Intro to LTV and CAC
This is a relatively straightforward engine of growth. Through ads or sales, you pay to acquire a user. If the user gives you more money than it cost to acquire the user, then you can use the profits to pay for more users, which gives you more profits.
Metrics to care about:
- Customer Acquisition Cost (CAC): How much it cost to acquire that user.
- Lifetime Value (LTV): How much the user gives you in value, either in direct revenue or otherwise (eg through selling ads)
Let’s run through an example. An advertisement costs $400 in total, and you get 20 new customers. Each of the customers gives you $25 when they buy your product. This means your CAC is $20, and your LTV is $25. Now you have $500 to acquire 25 new customers, which will in turn give you revenue of $625, and so you keep growing.

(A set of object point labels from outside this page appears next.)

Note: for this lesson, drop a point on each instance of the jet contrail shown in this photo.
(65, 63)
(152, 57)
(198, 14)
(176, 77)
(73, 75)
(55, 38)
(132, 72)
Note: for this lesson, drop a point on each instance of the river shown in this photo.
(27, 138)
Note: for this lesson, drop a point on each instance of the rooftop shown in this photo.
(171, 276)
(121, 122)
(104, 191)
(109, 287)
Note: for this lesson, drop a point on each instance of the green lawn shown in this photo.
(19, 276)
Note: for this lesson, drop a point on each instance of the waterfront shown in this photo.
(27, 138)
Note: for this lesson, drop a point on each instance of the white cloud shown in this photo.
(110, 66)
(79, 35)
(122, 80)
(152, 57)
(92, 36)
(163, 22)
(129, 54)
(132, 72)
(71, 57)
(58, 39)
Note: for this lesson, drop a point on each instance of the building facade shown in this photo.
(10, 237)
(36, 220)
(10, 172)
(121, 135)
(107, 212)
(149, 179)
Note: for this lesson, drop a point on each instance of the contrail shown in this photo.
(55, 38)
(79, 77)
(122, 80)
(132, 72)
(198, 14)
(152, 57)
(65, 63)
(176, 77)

How to improve paid growth:
The higher your profit margin, the more you can spend on more marketing.
- Increase LTV of users
- Build a better product that creates more value, so users are willing to pay more
- For a subscription product, get users to stay for longer
- For ad-based products, increase engagement
- Gets users to buy add-ons and more products
- Lower cost of acquisition
- Increase the conversion rate of users. For a fixed advertising spend, if you convert more users, you lower CAC. This can be done through:
- Conversion optimization
- Differentiated value among competitors. If you have a competitive advantage,
- Find new, less competitive marketing routes
- Increase the conversion rate of users. For a fixed advertising spend, if you convert more users, you lower CAC. This can be done through:
How not to improve paid growth:
- Don’t keep plowing money into unprofitable marketing campaigns. If you put in $100 and get back only $80, you’ll clearly lose money fast. Try to increase the revenue or lower CAC. But also don’t be afraid to abandon the channel – some just don’t work for your product.
Even though paid growth is simple in theory, you should worry about practical problems about CAC and LTV:
Don’t lie to yourself about what your CAC is. Your CAC is not just the literal cost of acquiring the user. If you pay $2 to get a user to signup, but that user also requires a 10-minute call by someone paid $30/hr to signup, the CAC is actually $7.

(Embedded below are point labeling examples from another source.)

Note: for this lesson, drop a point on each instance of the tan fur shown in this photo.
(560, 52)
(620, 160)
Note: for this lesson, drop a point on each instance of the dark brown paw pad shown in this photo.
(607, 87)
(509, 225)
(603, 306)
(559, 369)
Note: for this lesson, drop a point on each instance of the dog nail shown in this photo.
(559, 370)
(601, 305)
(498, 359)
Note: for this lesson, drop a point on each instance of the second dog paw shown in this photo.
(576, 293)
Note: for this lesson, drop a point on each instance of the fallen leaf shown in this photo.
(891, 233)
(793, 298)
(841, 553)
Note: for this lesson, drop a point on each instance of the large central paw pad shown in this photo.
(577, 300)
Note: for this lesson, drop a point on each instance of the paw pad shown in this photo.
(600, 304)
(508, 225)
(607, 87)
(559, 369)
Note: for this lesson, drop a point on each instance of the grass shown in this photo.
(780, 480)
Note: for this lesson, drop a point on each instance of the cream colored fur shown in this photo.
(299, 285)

Be clear about your real LTV. If your LTV takes a long time to capture, don’t overestimate it. Don’t assume that users will love your product so much that they stick around for 24 months. Deluding yourself now will result in pain later. See Bill Gurley’s warnings of LTV. Negative “unit economics” have caused many startups to fail. Because modeling user value and acquisition cost can be very complex, don’t deceive yourself into thinking you’re profitable per user when you’re not.

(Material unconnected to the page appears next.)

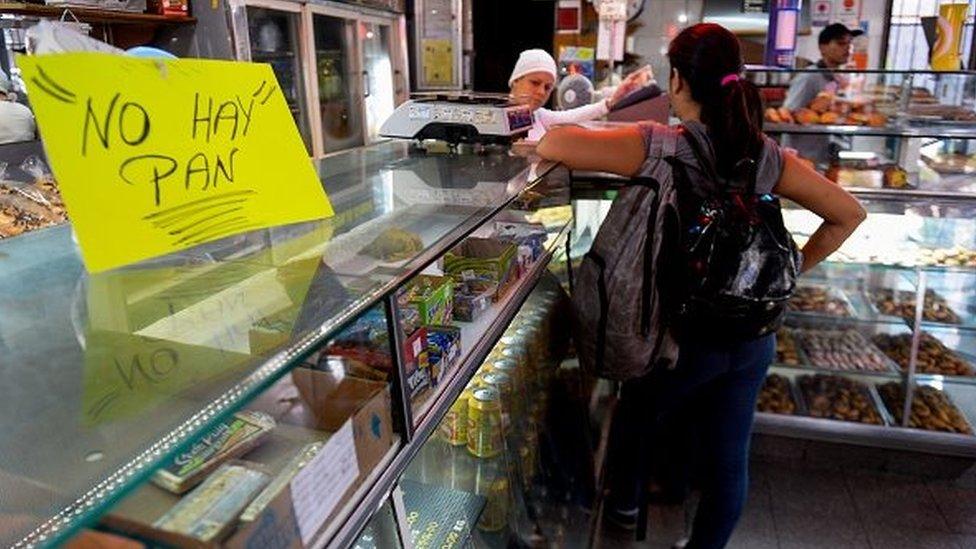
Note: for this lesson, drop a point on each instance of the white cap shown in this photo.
(533, 61)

Keep watching the metrics. Your LTV and CAC are very likely to change over time, especially as you exhaust a marketing channel or explore new ones. As channels become unprofitable, you may have to scale them back.
Understand market competition conditions. Your competitors have likely already saturated your marketing channels and are paying at market equilibrium. If you come in and offer exactly the same product, you’ll be paying the same CAC and getting the same LTVs. Over time this tends to drive toward zero profits, as competition is strong. To overcome this, you need a competitive advantage – a better product, lower costs, higher efficiency, etc. This allows you to pay more for a user through the same marketing channel because you get more out of the user. Out of scope, but competitive advantage covers this well.